Saturday, April 4, 2009

People Want Rail, Clean Energy...

but they don't want to pay for it. I'll pay my share. Where do I sign? And where can I pay up for a San Francisco Metro network?
-86% believe that investing in alternative energy will create jobs
-84% support investment in fuel efficient railways
-Solid majorities support policies that transfer wealth to individuals and businesses who invest in clean technology (84% like tax rebates for individuals who reduce energy use, 79% support the same for businesses, 73% support tax rebates on hybrid vehicles, 72% support policies that both reward business that reduce CO2 emissions and penalize those that don’t.)
-68% support investments in energy independence, even if it raises energy costs.
While this should come as no surprise, it’s worth noting that in spite of the overwhelming support for good policy, no one really wants to pay for it. From congestion pricing to gas taxes, overwhelming majorities are opposed to those options that—as framed in the survey—suggest that specific economic pain may be imposed on the specific survey responder.


BruceMcF said...

Smart them ... the idea that someone needs to sacrifice what they have right now, and by extension throw people presently in work out of work, in order to mobilize presently unemployed resources to create new goods, presently unavailable ... is just silly.

For some reason, we have a national government that is complacent about "going into debt" for a reckless overseas military adventure that will obviously leave our economy the poorer, but "going into debt" for things that will pay off handsomely over the next ten, twenty and fifty years generates an reaction like someone allergic to bees thrown on top of a beehive.

BeyondGreen said...

There could be no better investment in America than to invest in America becoming energy independent! We need to utilize everything in out power to reduce our dependence on foreign oil including using our own natural resources. Create cheap clean energy, new badly needed green jobs and reduce our dependence on foreign oil.The high cost of fuel this past year seriously damaged our economy and society. The cost of fuel effects every facet of consumer goods from production to shipping costs. It costs the equivalent of 60 cents per gallon to charge and drive an electric car. If all gasoline cars, trucks, and SUV's instead had plug-in electric drive trains the amount of electricity needed to replace gasoline is about equal to the estimated wind energy potential of the state of North Dakota.We have so much available to us such as wind and solar. Let's spend some of those bail out billions and get busy harnessing this energy. Create cheap clean energy, badly needed new jobs and reduce our dependence on foreign oil. What a win-win situation that would be for our nation at large! There is a really good new book out by Jeff Wilson called The Manhattan Project of 2009 Energy Independence Now.

Matt Fisher said...

"Electric" cars are not electrified. They sound great, but I question whether it will reduce driving. It could instead induce people to drive more. And there are still people who say, "Sure, rail looks nice, but it costs money, and I don't want to pay for it".
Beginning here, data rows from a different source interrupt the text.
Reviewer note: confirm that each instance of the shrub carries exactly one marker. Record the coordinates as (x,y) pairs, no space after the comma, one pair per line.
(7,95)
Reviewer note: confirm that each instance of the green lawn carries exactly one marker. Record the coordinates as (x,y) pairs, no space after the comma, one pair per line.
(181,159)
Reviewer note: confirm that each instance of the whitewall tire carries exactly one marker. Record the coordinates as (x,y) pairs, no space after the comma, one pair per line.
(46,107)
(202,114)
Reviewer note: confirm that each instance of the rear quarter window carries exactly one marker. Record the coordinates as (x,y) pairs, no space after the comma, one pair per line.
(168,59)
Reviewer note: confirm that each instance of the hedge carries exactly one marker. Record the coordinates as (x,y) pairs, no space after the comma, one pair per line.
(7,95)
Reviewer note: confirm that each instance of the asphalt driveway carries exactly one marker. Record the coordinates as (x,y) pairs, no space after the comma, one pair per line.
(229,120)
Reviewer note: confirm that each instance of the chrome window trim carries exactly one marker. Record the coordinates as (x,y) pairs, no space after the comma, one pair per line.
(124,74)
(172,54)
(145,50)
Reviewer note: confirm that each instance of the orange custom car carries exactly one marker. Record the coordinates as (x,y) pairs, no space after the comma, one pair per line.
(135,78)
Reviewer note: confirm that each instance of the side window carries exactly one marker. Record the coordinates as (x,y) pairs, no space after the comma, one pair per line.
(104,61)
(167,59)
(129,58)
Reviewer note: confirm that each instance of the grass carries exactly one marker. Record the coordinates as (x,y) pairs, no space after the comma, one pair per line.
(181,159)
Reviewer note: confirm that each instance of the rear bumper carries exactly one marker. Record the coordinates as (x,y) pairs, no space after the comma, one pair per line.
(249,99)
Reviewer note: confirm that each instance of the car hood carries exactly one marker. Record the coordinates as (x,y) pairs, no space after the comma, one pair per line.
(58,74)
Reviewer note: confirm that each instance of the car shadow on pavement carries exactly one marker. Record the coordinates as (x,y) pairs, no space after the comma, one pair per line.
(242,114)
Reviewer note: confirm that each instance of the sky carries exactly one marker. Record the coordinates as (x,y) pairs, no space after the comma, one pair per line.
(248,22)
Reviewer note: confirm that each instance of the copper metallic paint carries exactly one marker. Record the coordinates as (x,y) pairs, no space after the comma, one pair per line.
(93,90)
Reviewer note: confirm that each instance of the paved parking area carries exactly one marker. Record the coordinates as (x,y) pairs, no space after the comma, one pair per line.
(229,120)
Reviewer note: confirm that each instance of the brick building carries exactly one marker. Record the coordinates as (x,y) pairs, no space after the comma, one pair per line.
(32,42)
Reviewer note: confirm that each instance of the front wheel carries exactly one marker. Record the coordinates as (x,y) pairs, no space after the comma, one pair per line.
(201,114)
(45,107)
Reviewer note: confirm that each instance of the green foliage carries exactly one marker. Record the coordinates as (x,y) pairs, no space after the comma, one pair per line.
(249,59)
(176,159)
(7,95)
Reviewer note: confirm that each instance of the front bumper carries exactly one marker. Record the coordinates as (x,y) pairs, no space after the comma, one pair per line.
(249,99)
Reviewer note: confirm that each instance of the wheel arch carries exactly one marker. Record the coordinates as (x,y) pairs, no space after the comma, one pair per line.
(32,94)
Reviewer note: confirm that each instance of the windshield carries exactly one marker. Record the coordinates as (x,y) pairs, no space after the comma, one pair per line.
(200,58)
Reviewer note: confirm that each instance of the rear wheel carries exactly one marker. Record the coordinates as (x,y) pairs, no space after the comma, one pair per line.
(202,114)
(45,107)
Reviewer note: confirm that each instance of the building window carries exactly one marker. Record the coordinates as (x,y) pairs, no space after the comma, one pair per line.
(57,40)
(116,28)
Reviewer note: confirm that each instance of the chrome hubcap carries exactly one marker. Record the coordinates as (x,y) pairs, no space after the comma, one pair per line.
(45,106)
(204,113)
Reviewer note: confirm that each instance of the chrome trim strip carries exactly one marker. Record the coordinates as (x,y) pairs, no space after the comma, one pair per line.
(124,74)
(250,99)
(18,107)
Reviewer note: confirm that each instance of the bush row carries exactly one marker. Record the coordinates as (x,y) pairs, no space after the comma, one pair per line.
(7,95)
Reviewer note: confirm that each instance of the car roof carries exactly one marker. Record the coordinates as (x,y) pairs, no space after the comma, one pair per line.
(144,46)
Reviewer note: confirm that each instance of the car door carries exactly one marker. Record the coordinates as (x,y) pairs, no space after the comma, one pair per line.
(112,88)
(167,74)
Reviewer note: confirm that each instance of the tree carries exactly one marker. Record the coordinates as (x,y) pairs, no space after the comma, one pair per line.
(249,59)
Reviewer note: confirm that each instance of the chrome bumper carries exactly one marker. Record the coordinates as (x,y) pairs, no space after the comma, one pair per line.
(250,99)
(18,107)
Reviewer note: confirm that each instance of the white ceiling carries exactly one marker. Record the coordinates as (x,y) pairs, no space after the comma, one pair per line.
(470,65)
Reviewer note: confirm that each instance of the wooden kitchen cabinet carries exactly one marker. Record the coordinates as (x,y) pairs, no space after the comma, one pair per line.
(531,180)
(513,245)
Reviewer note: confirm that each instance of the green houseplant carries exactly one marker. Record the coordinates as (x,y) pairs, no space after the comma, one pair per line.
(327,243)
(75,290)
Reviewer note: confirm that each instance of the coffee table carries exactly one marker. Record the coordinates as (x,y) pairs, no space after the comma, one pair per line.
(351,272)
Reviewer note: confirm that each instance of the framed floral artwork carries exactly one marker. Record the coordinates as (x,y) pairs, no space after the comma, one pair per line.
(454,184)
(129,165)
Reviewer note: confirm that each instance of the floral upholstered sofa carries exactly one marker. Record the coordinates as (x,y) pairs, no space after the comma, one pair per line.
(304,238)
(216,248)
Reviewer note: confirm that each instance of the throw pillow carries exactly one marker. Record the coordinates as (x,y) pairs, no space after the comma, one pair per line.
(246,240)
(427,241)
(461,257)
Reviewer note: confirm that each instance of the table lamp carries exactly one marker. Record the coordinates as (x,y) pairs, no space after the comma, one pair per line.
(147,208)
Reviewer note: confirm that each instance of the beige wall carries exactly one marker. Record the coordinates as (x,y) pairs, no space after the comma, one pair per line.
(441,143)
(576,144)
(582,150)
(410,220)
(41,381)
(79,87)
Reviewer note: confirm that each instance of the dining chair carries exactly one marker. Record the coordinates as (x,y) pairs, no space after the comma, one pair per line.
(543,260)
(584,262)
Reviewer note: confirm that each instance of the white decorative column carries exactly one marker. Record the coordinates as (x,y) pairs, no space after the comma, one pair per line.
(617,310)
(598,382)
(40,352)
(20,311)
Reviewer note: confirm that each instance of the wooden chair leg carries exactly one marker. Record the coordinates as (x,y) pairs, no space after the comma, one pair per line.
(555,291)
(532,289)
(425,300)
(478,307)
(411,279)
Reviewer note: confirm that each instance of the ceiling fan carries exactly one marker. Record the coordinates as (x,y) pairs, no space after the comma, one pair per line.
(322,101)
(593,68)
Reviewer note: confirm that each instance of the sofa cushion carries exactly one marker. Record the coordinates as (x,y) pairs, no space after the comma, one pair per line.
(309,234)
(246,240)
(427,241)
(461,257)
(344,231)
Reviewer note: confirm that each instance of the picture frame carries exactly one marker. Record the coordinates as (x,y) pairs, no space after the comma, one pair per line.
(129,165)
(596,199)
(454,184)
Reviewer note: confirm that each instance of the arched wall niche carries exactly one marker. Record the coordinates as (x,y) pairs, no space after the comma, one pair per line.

However, 84% in support of "investment in fuel efficient railways" is a good percentage, despite the propaganda campaign by Wendell Cox and Randal O'Toole. The past eight years of Dubya have been a disaster.

Mad Park said...


The troubles started WAY before W came along - The Reagan/Bush/Clinton-Gingrich/W Presidencies were disasters for the US in so many uncountable ways.

Bob Davis said...

The big problem in getting more people to leave their cars at home (or not even have cars) is that to a large number, if not the majority, of Americans, cars=freedom. Some gun advocates say "I will give up my gun when they pry it from my cold, dead, hand." Even the most active firearms enthusiast is unlikely to fire a weapon more than once a week. Compare that with many family cars that are on the go seven days a week, and the suburbanites who may not say it out loud, but believe that "I will give up my car when they pry my cold, dead fingers from the steering wheel". They'd sooner die than take the bus or train to the hospital. Even if they only drive the car on short hops within the local transit district, it goes when they want to go, not when the timetable says to. One could even say that using public transit requires "discipline", a word that is anathema to many, especially here in the US. The short term answer may be plug in hybrids, which will do "around town" driving on battery power, but will have an engine so the driver won't run out of "juice" at an inopportune time. One person who posts on thinks that as oil becomes scarcer, we may go back to the limited travel of a hundred years ago, with electric railway cars being the main form of powered transport.

arcady said...

"to a large number, if not the majority, of Americans, cars=freedom"
I don't think that's true. I think most people don't really think about it: driving is just a part of daily life in much the same way as eating or breathing.

"They'd sooner die than take the bus or train to the hospital."
Given how poor transit service is for the most part, they'd probably die before they got there. In LA, for example, it's fairly consistently 3 times longer door to door to travel by public transit. What can be done to change it? First, speed up the existing service. Second, market the existing rapid services where they exist. Many people in LA don't know that there's a subway, or even if they do, they don't know where it goes or anything else about it. Third, build more rapid transit, obviously. Recent experience shows that if you build it, they will indeed come.